In recent years, the very word ‘Blackberry’ has become synonymous with a certain type of ultra-important, busy-busy lifestyle in which one just has to be on call 24/7.
But it wasn’t always thus.
For me, the blackberry has always first and foremost been a fruit, a distant and more feral relative of the strawberry and raspberry.
Whilst strawberries grew on dainty little plants and raspberries were similarly tame in their natural habitat, blackberries were always the wild ones. Growing randomly in the hedgerows, blackberries would sit there in all their dark, plump majesty, blinking in the early autumn sunshine and daring you to pick them.
But for the unprepared, this seemingly simple task could be fraught with danger as adjacent thorns and nettles would be on hand to cut and sting any exposed skin as they sought to protect their bounty.
‘Going blackberrying’ was an annual pilgrimage in our household when I was growing up. All the family would grab a plastic bowl and head off along local country footpaths in search of fruit and hoping that our destination had not already been discovered and denuded by a previous group of foragers.
We would inevitably return home, skin scratched to buggery, but with a handsome haul of blackberries that would then be boiled up, heavily sweetened and converted into jam, pies and crumbles.
On occasions, they would even be reunited with their tamer berry cousins as part of a rather decadent ‘Summer pudding’.
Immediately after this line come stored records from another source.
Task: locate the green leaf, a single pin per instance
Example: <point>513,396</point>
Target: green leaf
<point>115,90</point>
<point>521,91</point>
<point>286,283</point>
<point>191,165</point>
Having spent a childhood associating blackberries with dappled autumn sun, bountiful hedgerows and delicious puddings, you can perhaps understand my frustration with the Blackberry manufacturers as they (temporarily) managed to sully those memories.
But now it seems I have come full circle.
My last Blackberry has been consigned to the ‘outdated technology’ box, along with my old Sony Mini Discman and original heavyweight iPod. And in its place, I have restored ‘the blackberry’ to its true place in my affections.
On Saturday, I went with my own family on a walk onto the South Downs near Lewes and there we found hedgerow after hedgerow laden with fruit. Ripe, juicy and free.
My delight at rediscovering this long forgotten, yet simple pleasure of my youth was further enhanced by the sight of my own kids eagerly launching themselves into the brambles to fill their little bowls. Delight tempered somewhat as they emerged again with blood oozing from their legs, but hey they filled their bowls and that’s what counts.
I hope that last weekend may represent the start of their own blackberrying careers and that this will provide them with something rather more enduring and pleasurable than a certain piece of mobile technology I could mention.